My local place found a Crinoid feather star as a hitchhiker in one of their shipments. Since I have a non-photosynthetic aquarium and dose phytoplankton, they decided my tank would be the best (local) home for it. I also think it will be interesting to see the behavior of my Crinoid squat lobster Allogalathea elegans with this Crinoid feather star. (My Galathea inflata is in the other tank to prevent squat lobster disputes...)
I've had the star for a few days now, and it is very cryptic. It hangs upside down under some of my branch rock in the exact spot where I placed it after acclimation (near the squat lobster). I'm considering getting a small lunar light so I can view it when it is most active at night. I've seen a couple arms come out during feeding time, but that's all I've seen of it. My squat lobster usually hangs out in a Gorgonian, but I haven't seen it since I put the feather star in. Maybe it's under there with the Crinoid.
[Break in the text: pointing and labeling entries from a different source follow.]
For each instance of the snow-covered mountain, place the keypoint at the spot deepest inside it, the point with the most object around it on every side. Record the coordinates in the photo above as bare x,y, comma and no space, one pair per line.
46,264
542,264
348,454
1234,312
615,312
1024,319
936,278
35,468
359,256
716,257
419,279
To prepare for the addition of this sea star, I made sure to cover my pump intakes with fine mesh bags. I wouldn't want it getting the tips of its arms chopped off when it finds a cozy spot too close to the pump's impeller.
The other non-photosynthetic tank inhabitants are doing very well (as far as I know.) My hard tube coco worm Protula bispiralis has grown about two full inches since I got it a couple months ago! My sea cucumber Pentacta anceps still extends and "licks" its feeding arms when I dose phytoplankton. And of course, the seahorses are doing well.
I will let you all know how the Crinoid feather star does. They are notoriously impossible to keep in home aquariums and usually starve to death slowly. If you've had success with this species and kept it alive longer than 6 months, please give me some advice. Otherwise, just wish me luck.
Also, check out Echinoblog's new post about Crinoid locomotion and Charles Messing's blog about The Crinoid Feeding Mechanism.